Relatos de viaje y de mi vida en este mundo.
Las faldas diminutas, el delicioso bombardeo publicitario, el ritmo demoniaco de millones de pasos en lo profundo de la estaciones del tren, las voces infantiles y perturbadoras de las vendedoras de Akihabara vestidas de muñecas, el ronquido de los trabajadores que duermen en los vagones, las chupas adhesivas de los pulpos crujientes sobre los fideos, el fresco sushi rodante, el tomate que vale 1 dólar, el orden en medio del desorden, la limpieza en calles donde no se encuentra ni dónde botar un chicle viejo y gastado que ya me tiene con jaqueca.
Este viaje es difícil de describir.
Tres semanas al menos, me ha llevado poder salir a la calle sin mirarlo todo como un estúpido que acaba de nacer y todo lo pregunta, en todo se equivoca, no sabe de dónde viene ni a dónde va, no sabe contar, comprar, ni mucho menos hablar, se emboba mirando el estilo de esas japonesas de botas altas, piernas infinitas, abrigos felpudos y maquillaje inmaculado, se extravía en cualquier estación por más vieja y pequeña, chorrea la baba por cualquier plato de comida plástica y hace la venia a cada vendedor que al entrar en una tienda lo recibe con un "Irashaimasen" nasal y extenso.

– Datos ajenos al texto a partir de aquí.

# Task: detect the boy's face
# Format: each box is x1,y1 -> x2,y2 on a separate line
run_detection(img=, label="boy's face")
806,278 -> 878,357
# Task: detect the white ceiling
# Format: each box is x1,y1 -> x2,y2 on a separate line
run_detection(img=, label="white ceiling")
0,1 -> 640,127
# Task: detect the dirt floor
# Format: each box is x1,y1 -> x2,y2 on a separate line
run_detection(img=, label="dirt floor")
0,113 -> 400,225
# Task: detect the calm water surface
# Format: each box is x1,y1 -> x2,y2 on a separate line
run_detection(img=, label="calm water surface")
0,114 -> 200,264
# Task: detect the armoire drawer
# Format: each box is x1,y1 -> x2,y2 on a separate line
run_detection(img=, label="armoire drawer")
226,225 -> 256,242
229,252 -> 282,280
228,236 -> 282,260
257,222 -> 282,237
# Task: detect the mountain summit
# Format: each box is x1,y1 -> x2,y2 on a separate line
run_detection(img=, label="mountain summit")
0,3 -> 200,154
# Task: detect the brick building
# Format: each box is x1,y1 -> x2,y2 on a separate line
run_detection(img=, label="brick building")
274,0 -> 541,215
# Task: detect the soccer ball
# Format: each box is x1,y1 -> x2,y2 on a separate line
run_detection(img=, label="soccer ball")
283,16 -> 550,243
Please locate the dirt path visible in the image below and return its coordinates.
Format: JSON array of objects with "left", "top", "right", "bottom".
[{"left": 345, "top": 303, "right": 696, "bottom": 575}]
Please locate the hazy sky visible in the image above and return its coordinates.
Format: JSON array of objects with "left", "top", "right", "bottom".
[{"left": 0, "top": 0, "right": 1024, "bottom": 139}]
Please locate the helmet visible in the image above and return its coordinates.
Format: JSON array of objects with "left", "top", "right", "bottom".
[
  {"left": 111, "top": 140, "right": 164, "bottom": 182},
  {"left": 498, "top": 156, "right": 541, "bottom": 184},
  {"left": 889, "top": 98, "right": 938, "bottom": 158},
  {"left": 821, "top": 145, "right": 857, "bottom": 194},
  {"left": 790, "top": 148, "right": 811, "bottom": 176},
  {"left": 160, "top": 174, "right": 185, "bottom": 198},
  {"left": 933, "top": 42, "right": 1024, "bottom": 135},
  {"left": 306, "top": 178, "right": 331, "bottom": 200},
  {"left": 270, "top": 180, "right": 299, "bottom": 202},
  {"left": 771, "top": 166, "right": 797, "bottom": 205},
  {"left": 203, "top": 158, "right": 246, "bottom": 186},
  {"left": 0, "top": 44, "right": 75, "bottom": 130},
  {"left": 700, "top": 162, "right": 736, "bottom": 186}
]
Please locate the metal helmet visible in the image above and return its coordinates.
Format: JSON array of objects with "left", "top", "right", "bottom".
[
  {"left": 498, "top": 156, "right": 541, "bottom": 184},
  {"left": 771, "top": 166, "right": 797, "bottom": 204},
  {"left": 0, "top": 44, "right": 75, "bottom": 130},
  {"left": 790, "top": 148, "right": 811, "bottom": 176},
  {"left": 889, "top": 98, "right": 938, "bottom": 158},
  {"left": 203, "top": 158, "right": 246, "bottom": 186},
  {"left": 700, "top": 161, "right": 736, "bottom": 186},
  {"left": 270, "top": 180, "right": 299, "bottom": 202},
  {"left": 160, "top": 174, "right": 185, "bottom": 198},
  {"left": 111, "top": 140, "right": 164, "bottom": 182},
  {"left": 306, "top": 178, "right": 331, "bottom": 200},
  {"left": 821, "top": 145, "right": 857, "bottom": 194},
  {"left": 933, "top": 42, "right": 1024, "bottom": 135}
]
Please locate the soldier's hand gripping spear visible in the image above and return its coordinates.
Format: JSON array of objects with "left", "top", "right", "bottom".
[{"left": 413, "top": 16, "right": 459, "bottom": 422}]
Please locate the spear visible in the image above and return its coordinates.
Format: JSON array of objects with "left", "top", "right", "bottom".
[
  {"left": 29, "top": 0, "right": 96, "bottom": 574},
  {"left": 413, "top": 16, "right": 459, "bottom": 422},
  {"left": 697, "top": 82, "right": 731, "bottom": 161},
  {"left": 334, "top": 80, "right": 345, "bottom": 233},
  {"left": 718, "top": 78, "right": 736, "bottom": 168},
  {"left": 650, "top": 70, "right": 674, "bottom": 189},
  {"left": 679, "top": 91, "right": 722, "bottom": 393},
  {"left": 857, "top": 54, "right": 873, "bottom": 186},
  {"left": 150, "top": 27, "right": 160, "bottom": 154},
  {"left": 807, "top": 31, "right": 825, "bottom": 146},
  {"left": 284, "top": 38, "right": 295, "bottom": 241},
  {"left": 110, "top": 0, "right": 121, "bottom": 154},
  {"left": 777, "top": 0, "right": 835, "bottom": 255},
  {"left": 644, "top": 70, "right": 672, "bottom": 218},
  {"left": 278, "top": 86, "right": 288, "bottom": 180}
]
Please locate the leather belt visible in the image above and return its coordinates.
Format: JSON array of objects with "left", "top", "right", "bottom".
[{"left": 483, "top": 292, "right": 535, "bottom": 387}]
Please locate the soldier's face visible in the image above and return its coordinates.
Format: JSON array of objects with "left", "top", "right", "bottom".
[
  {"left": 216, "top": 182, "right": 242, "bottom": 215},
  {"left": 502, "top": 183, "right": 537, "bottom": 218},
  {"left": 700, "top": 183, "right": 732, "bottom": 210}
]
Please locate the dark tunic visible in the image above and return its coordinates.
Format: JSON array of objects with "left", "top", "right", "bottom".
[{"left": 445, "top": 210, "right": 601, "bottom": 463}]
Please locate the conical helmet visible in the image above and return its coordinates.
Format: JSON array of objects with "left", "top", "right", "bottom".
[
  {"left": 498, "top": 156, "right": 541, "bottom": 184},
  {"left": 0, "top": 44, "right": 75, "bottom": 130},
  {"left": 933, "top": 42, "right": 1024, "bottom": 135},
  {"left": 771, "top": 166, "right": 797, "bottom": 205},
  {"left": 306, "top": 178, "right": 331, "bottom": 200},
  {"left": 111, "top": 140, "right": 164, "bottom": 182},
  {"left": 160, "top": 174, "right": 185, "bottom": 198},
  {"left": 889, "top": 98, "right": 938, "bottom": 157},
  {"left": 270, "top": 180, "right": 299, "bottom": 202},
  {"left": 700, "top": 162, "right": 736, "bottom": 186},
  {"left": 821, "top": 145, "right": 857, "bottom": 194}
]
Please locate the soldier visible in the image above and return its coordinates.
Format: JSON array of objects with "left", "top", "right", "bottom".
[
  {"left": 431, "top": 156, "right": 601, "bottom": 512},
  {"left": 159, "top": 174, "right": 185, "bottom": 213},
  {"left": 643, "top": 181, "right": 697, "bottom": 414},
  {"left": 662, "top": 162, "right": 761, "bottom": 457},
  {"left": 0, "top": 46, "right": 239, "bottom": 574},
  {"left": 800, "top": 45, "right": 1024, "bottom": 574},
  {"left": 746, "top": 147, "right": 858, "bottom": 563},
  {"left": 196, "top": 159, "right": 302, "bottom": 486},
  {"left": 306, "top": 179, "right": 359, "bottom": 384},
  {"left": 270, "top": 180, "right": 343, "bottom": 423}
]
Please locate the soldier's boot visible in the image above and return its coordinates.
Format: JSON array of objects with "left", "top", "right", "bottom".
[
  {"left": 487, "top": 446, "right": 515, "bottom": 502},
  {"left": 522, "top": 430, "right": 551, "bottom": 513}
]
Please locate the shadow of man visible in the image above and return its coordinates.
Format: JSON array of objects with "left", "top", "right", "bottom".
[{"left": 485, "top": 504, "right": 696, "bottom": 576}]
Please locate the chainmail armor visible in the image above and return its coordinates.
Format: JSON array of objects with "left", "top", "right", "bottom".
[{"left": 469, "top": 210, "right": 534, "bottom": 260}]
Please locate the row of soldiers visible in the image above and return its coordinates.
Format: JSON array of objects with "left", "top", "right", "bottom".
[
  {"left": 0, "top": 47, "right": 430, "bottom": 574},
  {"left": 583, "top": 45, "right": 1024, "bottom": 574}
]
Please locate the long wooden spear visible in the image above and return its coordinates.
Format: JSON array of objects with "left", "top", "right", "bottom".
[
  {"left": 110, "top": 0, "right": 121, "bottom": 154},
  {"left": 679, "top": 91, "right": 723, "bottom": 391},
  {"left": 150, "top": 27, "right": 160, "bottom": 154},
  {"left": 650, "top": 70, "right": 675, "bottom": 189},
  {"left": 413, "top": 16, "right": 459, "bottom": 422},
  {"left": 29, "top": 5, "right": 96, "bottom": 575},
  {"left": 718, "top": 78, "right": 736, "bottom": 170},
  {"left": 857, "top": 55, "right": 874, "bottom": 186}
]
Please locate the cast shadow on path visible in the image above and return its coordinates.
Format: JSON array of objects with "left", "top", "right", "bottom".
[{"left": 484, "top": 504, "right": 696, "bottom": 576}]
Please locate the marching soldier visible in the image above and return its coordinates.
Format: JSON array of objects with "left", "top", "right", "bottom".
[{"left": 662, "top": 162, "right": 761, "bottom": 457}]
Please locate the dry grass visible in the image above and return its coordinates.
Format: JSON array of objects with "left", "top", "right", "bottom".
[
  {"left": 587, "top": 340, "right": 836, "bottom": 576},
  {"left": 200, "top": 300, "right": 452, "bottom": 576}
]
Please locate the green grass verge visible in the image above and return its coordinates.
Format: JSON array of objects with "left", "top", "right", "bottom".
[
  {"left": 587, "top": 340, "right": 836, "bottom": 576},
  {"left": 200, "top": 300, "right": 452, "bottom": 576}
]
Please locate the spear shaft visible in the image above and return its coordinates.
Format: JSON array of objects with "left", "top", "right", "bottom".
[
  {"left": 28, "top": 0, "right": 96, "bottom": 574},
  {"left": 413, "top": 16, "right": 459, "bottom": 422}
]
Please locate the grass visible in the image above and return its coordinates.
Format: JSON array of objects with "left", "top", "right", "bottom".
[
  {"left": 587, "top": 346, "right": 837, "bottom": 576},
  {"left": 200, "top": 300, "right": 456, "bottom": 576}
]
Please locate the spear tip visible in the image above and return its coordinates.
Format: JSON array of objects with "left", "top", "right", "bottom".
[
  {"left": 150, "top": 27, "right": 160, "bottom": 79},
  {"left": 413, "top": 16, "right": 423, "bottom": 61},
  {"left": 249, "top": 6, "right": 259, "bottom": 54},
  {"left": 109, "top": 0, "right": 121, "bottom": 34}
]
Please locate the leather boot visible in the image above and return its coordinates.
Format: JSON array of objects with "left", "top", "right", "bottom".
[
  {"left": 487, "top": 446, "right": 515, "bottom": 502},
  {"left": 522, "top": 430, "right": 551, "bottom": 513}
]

Durante 9 meses planeé el día exacto en que iría a visitar a la Monstruo Toma Leche más grande de Tokio, aunque había pensado llegar unos días después de que naciera, a última hora todo encajó para estar allí en el instante en que la enfermera la trajo rodando en una cajita plástica y transparente, bien empacada como todo lo que en Japón se vende, mirándolo todo a su alrededor.
Elisa, se llama, y no entiendo por qué tardó 50 días en aprender a sonreír, justo antes de tener que dejarla, mientras que llorar sabía, desde el primer día.